6. Memotong di sekitar tulang rusuk ikan untuk memisahkan daging ikan
7. Memotong bagian pinggir daging yang sudah terlepas guna membuang bagian punggung dan perut ikan
8. Membuang kulit ikan dengan cara mengiris antara kulit dan daging ikan. Kemudian bagian kulit ikan ditahan dan pisau digerakkan menyisir dari ekor sampai pangkal kepala ikan.
9. Setelah kulit terlepas, maka proses fillet ikan selesai. Ikan fillet tinggal dibuat olahan masakan atau disimpan terlebih dahulu.

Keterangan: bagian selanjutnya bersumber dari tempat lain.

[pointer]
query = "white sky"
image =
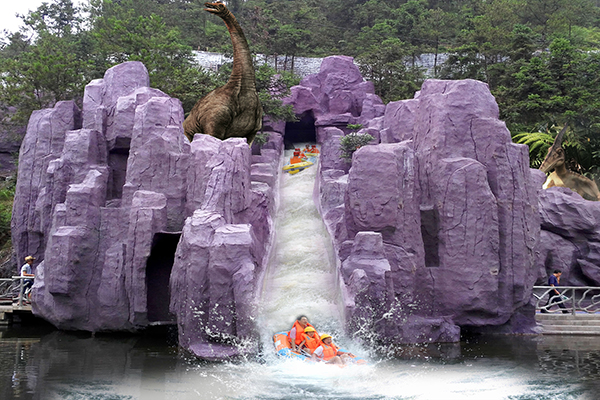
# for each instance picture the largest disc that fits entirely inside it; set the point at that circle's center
(8, 19)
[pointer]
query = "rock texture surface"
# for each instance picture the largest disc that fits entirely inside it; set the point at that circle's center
(570, 238)
(436, 222)
(126, 217)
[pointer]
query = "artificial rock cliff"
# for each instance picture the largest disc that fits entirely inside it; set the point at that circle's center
(126, 217)
(436, 222)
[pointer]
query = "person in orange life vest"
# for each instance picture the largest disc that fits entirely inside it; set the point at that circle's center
(328, 352)
(296, 158)
(296, 334)
(311, 340)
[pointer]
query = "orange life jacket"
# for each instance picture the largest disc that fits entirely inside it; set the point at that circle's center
(329, 351)
(296, 158)
(312, 342)
(300, 336)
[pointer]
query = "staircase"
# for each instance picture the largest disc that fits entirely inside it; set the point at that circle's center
(569, 324)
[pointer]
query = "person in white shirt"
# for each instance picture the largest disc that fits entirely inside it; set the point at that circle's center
(26, 271)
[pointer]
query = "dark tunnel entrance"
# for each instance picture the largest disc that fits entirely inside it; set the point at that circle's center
(158, 273)
(301, 131)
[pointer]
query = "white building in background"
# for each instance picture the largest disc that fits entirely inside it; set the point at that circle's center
(303, 66)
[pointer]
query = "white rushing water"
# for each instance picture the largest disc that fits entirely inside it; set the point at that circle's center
(301, 279)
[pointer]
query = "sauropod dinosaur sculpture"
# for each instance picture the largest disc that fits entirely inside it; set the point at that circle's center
(233, 110)
(555, 160)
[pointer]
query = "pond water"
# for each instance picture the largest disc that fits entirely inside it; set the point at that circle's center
(45, 364)
(41, 363)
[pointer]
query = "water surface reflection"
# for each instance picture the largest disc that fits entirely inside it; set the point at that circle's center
(58, 365)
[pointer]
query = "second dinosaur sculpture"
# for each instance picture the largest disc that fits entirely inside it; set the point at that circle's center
(233, 110)
(555, 160)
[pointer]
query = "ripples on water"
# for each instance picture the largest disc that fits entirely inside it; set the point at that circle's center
(301, 280)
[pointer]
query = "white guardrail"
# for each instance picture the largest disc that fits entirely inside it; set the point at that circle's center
(11, 290)
(572, 299)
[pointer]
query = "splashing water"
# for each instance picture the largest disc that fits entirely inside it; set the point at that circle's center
(301, 277)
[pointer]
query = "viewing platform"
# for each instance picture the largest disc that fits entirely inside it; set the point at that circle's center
(575, 312)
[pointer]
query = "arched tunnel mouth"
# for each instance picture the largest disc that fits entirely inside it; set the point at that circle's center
(301, 131)
(158, 274)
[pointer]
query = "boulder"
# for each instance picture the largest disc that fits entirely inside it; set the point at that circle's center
(133, 225)
(453, 200)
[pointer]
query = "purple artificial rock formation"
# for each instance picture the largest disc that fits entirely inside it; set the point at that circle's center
(570, 238)
(110, 200)
(448, 196)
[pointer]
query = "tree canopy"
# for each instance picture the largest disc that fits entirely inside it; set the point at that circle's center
(539, 57)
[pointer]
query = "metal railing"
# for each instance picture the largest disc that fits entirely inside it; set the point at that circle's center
(572, 299)
(11, 290)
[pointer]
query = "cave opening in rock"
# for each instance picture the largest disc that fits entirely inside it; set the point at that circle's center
(301, 131)
(117, 164)
(158, 273)
(429, 232)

Cara penyimpanan ikan fillet agar tahan lebih lama yaitu ikan fillet diletakkan di freezer. Ikan fillet harus dijaga agar tetap beku hingga fillet akan diolah. Jika membeli ikan fillet, diusahakan jangan sampai ikan fillet mencair dalam perjalanan. Ikan fillet yang sudah mencair, sebaiknya langsung dibuat olahan masakan dan jangan dibekukan lagi. Saat membeli ikan fillet, cara memilih ikan fillet yang baik yaitu melihat dari tekstur dagingnya. Ikan fillet yang masih baru dan segar memiliki tekstur daging yang kenyal. Bisa juga dilihat dari warna dagingnya. Ikan fillet yang masih segar memiliki warna merah tua (tuna), orange segar (salmon), merah muda (ikan dori) dan lain sebagainya.
Ikan fillet yang sangat digemari oleh mayarakat ini mempunyai keuntungan sendiri. Keuntungan adanya ikan fillet antara lain sebagai berikut.
1. Bagi konsumen, fillet ikan akan memberi kemudahan dalam mengolahnya menjadi masakan. Ikan fillet mudah dibentuk sesuai selera. Dan tidak perlu menyisihkan tulang ikan sehingga waktu yang digunakan untuk memasak menjadi lebih cepat.
2. Ikan fillet kondisi beku dapat disimpan dalam waktu yang lama.
3. Bagi produsen, ikan fillet akan memberi keuntungan lebih karena harga ikan fillet lebih tinggi daripada harga ikan utuh.
4. Limbah dari produksi ikan fillet seperti tulang ikan, kepala ikan, dan jeroan ikan dapat diolah lagi menjadi tepung ikan, makanan unggas, pupuk, dan produk-produk lainnya yang tentunya memiliki harga jual.
Demikian sedikit penjelasan tentang ikan fillet, semoga bisa bermanfaat.